MORTALIDADE MATERNA 29.05.2022 | 14h17

redacao@gazetadigital.com.br
Reprodução/Facebook
62 mulheres mato-grossenses morreram em 2021 durante a gestação ou em menos de 50 dias após o parto, aponta dados da Comissão Nacional da Mortalidade Materna em Mato Grosso. Na região Centro-Oeste, o estado perde apenas para o vizinho Mato Grosso do Sul em números de mortes. Os dados chamam atenção para o Dia Nacional de Redução da Mortalidade Materna, celebrado em 28 de maio.
Segundo a Organização Mundial de Saúde (OMS), as mortes são contabilizadas em cima de óbito durante a gestação ou após 42 dias pós-parto. Em todo o país, só em 2021, foram registrados 2.740 óbitos. O número elevado se deve a falta de acesso aos servidos de saúde e condições de tratamento adequado.
Os dados de Mato Grosso são preocupantes, afirmou o médico ginecologista e obstetra Luiz Augusto Cavallini Menechino, que também é membro da Comissão da Mortalidade Materna. Ele ressalta que o número de 2021 é quase o dobro de 2020, quando foram registradas 48 mortes.
“Nesse último ano, a pandemia da covid-19 foi a responsável pela maioria das mortes, de 62 óbitos, 41 foi por conta do coronavírus”, disse, lembrando que os números estão aumentando com o passar dos anos. Em 2019 foram 38 mortes.
“Então, de 38 para registrar 62 em 2021, é um absurdo”, afirma. Além da pandemia, há outras causas diretas que podem levar a morte das gestantes. As principais causas diretas são: pré-eclâmpsia e a hemorragia.

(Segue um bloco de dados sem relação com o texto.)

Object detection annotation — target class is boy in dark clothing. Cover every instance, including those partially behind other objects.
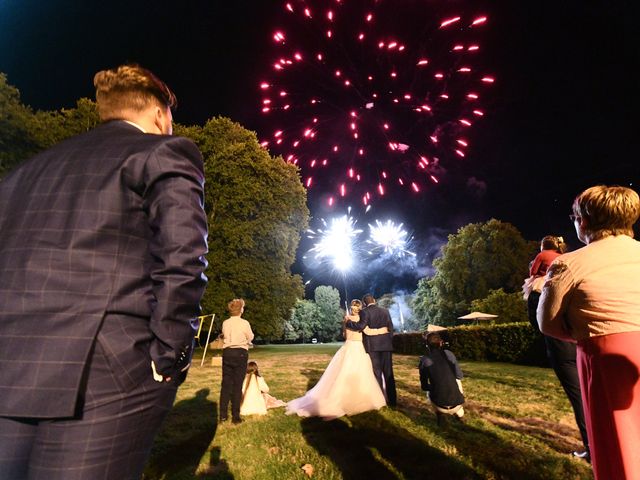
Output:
[418,333,464,425]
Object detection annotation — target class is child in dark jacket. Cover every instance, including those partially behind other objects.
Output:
[418,333,464,425]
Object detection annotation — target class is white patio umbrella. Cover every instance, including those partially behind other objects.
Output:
[458,312,498,320]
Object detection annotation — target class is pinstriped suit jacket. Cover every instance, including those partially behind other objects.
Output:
[0,121,207,418]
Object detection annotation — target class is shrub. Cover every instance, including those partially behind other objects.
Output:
[393,322,548,366]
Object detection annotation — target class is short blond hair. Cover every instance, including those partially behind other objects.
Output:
[227,298,244,317]
[573,185,640,240]
[93,65,178,121]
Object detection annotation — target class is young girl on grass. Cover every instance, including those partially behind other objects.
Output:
[240,362,286,415]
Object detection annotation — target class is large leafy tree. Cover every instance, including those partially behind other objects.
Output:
[0,73,100,178]
[175,118,309,340]
[314,285,344,342]
[284,300,318,343]
[413,219,536,325]
[0,73,41,178]
[0,73,309,339]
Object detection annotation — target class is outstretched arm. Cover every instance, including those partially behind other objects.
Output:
[344,313,368,332]
[362,327,389,337]
[143,137,207,381]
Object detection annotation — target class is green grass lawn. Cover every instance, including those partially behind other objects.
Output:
[144,344,593,480]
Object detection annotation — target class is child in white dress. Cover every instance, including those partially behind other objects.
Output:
[240,362,286,415]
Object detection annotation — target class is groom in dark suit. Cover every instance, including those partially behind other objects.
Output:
[345,293,396,407]
[0,65,207,480]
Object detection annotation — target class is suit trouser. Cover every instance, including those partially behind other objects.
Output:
[544,335,589,450]
[369,352,396,407]
[527,292,589,449]
[0,341,177,480]
[220,348,249,420]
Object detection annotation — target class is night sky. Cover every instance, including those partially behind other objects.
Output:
[0,0,640,293]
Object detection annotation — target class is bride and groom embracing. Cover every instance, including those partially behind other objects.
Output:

Para Menechino, nesses casos, a solução é que o Ministério da Saúde realize treinamentos para que os profissionais tenham condições de agir rápido, salvando tanto a vida do bebê, quanto da mãe. “Além dos pré-requisitos que o hospital deve ter para hemorragia ou pré-eclampsia é de extrema importância que esses profissionais, estejam capacitados para agir rápido”, concluiu.
Susto
A maquiadora Cristiane Correa, mãe de um casal, quase virou parte da triste estatística durante o nascimento de sua filha. Durante o parto normal, a bebê mudou de posição e acabou que dilacerou seu útero.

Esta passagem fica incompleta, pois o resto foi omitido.